Coach Cibe

La Victory inizia con una vittoria la terza European Cup

Dopo avere vinto in scioltezza le prime due edizioni della European Cup, la Victory Vercurago (dove giocano i Red Hawks Giozzi, Attinà e Villa) riparte subito con una bella vittoria.

Vi proponiamo l’articolo a firma Mario Villa tratto da www.intercrosse.it.

La Victory parte subito col botto!

Non c’era paura ma più che altro un velo di sfortuna che aleggiava sopra i colori vercuraghesi per quanto riguardava il torneo svizzero di Rickenbach, ma questa volta la Victory è riuscita a sconfiggere non solo gli avversari ma anche la malasorte che ormai da due anni impediva alla compagine italiana di portare a casa il successo nella Green Buzzard Cup.

Si è aperta proprio con l’evento svizzero la stagione intercrossistica europea che, come  detto, finalmente ha sorriso al club lecchese che si porta a casa il trofeo e il bottino pieno di punti nella European Cup. Il cammino verso la vittoria non è stato certo semplice, ma l’esperienza e il tasso tecnico a disposizione del club bluceleste ha permesso a capitan Bonacina e compagni di mettere un primo importante sigillo sulla stagione. La Victory dopo un brillante esordio contro gli svizzeri Hurricanes Herzogenbuchsee (19-8) ha incontrato qualche problema con la squadra di casa che ha dato un bel po’ di filo da torcere al club italiano che è riuscito ad avere la meglio solo di misura, battendo i Green Buzzard per 16 a 15. Le due vittorie e il primo posto nel girone, hanno regalato al Vercurago un po’ di riposo, necessario vista la panchina corta, per rispedirlo successivamente in campo contro i temibili tedeschi di Langenberg Panthers, contro i quali però c’è stata partita sino al primo intervallo, dopodiche la Victory ha ingranato la giusta marcia e ha preso il largo per poi rilassarsi solo nel finale quando ormai il risultato era ben più che acquisito. Semifinale vinta 22 a 17 e nella finalissima si materializzava l’insidia ceca.

Il giorno successivo infatti, contro i Praga Bandits è battaglia vera anche perchè alcuni componenti di ambo le squadre si erano recentemente scontrati nella finale della World Cup e la voglia di riconfermarsi o di prendersi una prima rivincita era davvero alta su entrambe le panchine.

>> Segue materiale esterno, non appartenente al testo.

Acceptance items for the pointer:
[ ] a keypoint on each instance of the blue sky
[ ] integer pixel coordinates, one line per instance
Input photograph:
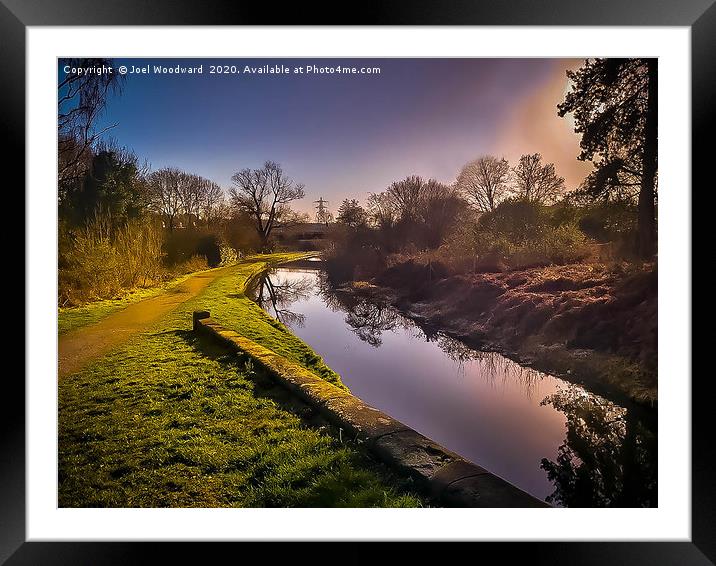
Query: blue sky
(345, 136)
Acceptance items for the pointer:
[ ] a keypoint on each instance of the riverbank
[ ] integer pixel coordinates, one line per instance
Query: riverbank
(591, 324)
(168, 419)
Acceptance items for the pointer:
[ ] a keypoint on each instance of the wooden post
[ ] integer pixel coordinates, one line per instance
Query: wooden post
(197, 316)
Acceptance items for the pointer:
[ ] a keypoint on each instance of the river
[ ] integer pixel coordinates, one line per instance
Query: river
(553, 439)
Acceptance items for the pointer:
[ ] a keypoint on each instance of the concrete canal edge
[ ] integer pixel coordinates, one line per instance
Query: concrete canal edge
(446, 476)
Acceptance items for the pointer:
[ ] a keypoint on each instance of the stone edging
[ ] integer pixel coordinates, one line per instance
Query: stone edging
(447, 476)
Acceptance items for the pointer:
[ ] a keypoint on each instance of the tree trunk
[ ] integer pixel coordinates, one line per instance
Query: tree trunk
(647, 192)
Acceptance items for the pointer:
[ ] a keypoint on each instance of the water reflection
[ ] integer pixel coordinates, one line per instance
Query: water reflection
(608, 457)
(275, 294)
(552, 438)
(367, 318)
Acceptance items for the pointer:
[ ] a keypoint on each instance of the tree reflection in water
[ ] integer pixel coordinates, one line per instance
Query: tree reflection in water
(495, 368)
(274, 295)
(368, 317)
(608, 457)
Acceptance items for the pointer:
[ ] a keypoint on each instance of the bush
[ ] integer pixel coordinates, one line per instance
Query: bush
(97, 261)
(518, 234)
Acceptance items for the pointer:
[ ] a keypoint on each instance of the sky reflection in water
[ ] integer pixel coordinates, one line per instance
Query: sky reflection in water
(547, 436)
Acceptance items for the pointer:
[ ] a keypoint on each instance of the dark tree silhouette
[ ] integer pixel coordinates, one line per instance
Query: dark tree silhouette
(81, 100)
(608, 456)
(264, 194)
(352, 214)
(614, 103)
(484, 182)
(535, 181)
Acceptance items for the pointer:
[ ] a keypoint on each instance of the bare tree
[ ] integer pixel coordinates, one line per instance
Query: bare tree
(166, 195)
(380, 211)
(485, 182)
(536, 182)
(211, 201)
(406, 197)
(190, 196)
(265, 195)
(81, 98)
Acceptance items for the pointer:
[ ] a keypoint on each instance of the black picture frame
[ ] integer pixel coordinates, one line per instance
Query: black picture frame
(699, 15)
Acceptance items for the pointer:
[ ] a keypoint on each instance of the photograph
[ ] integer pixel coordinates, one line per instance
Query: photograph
(295, 282)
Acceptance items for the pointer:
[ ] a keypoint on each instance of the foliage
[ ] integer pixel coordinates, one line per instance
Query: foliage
(485, 182)
(264, 196)
(203, 428)
(97, 261)
(537, 182)
(615, 108)
(352, 214)
(113, 186)
(81, 99)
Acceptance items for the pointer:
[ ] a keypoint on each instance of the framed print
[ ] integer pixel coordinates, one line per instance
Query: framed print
(391, 279)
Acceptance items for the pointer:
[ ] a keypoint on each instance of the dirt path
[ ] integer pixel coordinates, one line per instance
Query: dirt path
(79, 347)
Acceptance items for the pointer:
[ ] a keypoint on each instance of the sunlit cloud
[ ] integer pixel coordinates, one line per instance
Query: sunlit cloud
(535, 127)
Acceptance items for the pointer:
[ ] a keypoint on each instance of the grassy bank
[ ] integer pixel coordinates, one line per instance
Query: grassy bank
(72, 318)
(172, 420)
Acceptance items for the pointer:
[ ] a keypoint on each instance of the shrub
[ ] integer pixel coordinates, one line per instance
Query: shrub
(97, 261)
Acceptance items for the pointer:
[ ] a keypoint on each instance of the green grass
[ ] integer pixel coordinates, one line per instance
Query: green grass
(169, 419)
(72, 318)
(228, 304)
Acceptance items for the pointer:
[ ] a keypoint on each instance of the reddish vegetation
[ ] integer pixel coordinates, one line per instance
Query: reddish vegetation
(596, 321)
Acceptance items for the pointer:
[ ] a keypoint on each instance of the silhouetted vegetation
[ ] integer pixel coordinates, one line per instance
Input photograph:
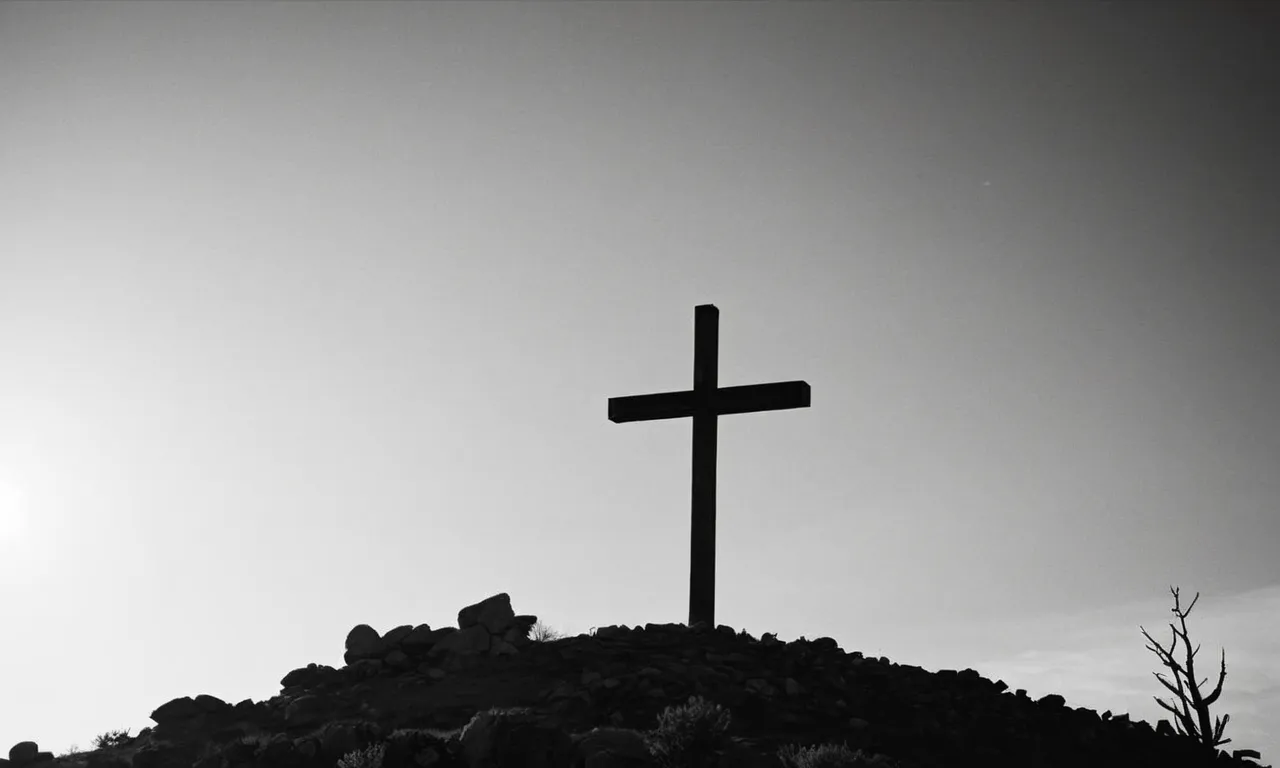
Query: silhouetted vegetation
(1191, 696)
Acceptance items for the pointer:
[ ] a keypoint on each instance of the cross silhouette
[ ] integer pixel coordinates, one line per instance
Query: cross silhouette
(704, 403)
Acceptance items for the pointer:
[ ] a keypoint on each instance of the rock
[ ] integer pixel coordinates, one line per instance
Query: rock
(364, 643)
(494, 613)
(613, 748)
(23, 753)
(519, 739)
(417, 640)
(393, 638)
(615, 686)
(471, 640)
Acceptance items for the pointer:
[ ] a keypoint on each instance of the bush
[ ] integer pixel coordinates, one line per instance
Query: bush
(113, 739)
(691, 735)
(540, 632)
(370, 757)
(827, 755)
(1189, 695)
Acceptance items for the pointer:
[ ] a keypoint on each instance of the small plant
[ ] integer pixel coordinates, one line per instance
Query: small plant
(540, 632)
(1185, 725)
(112, 739)
(370, 757)
(827, 755)
(690, 735)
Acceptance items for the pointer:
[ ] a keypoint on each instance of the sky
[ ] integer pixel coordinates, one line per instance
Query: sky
(310, 315)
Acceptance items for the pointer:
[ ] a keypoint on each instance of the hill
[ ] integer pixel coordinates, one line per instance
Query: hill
(484, 694)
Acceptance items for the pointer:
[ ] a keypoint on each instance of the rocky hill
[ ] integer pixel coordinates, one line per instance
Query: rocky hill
(483, 694)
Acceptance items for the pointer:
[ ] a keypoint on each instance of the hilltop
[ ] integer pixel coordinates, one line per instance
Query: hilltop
(484, 694)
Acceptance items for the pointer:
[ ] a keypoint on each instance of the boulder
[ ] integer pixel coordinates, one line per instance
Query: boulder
(364, 643)
(516, 739)
(494, 613)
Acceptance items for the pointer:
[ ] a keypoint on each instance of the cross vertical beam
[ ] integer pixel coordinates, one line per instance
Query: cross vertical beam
(702, 538)
(705, 402)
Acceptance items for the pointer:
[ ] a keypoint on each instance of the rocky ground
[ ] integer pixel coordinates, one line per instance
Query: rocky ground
(481, 694)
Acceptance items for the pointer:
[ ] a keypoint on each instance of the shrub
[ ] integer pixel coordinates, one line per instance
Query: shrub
(540, 632)
(370, 757)
(690, 735)
(1189, 699)
(827, 755)
(112, 739)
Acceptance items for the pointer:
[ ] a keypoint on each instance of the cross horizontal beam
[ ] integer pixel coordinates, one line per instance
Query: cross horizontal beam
(727, 400)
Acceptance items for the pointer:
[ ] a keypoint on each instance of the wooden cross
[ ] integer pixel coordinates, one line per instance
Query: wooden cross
(704, 402)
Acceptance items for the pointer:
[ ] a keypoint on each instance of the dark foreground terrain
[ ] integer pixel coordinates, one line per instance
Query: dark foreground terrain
(484, 695)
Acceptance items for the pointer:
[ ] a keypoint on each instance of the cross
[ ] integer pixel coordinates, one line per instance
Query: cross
(704, 402)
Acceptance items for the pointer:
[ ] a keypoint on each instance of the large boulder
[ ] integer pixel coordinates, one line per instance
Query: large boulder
(364, 643)
(471, 640)
(613, 748)
(494, 613)
(515, 739)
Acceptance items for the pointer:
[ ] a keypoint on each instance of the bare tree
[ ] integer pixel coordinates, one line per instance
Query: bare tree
(1187, 726)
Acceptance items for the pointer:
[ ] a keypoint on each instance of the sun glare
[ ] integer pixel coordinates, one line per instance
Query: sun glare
(13, 512)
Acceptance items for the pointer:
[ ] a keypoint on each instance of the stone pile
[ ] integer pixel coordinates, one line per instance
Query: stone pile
(589, 702)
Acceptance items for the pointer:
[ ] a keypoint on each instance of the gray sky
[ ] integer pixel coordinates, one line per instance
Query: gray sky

Il match è ovviamente dei più equilibrati sino al termine del secondo periodo, momento in cui il Vercurago riorganizza le idee e si ripresenta in campo assai più determinato degli avversari che subiscono il colpo e finiscono col perdere 39 a 33, grazie ad una prova di spessore del team italiano che si conferma ancora davanti a tutti.

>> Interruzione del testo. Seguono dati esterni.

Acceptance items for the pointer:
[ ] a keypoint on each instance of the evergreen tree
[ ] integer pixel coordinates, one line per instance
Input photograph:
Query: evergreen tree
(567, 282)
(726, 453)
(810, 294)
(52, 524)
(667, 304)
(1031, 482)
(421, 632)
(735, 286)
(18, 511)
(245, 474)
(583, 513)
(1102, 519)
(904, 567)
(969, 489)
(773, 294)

Vince così una Victory ridimensionata anche dal forfait di Coco (che ha dovuto saltare la trasferta a causa di un infortunio alla mano) e che nonostante i pochi polmoni e gambe a disposizione ha ottenuto il massimo dei risultati, sfatando anche il tabù “Svizzera” che ormai cominciava a divenire un’ossessione nelle menti italiane.

La classifica finale recita dunque: Victory Vercurago (ITA), Praga Bandits (CZE), Langenberg Panthers (GER), Hurricanes Herzogenbuchsee (SWI), Green Buzzard Revival (SWI), Green Buzzard (SWI).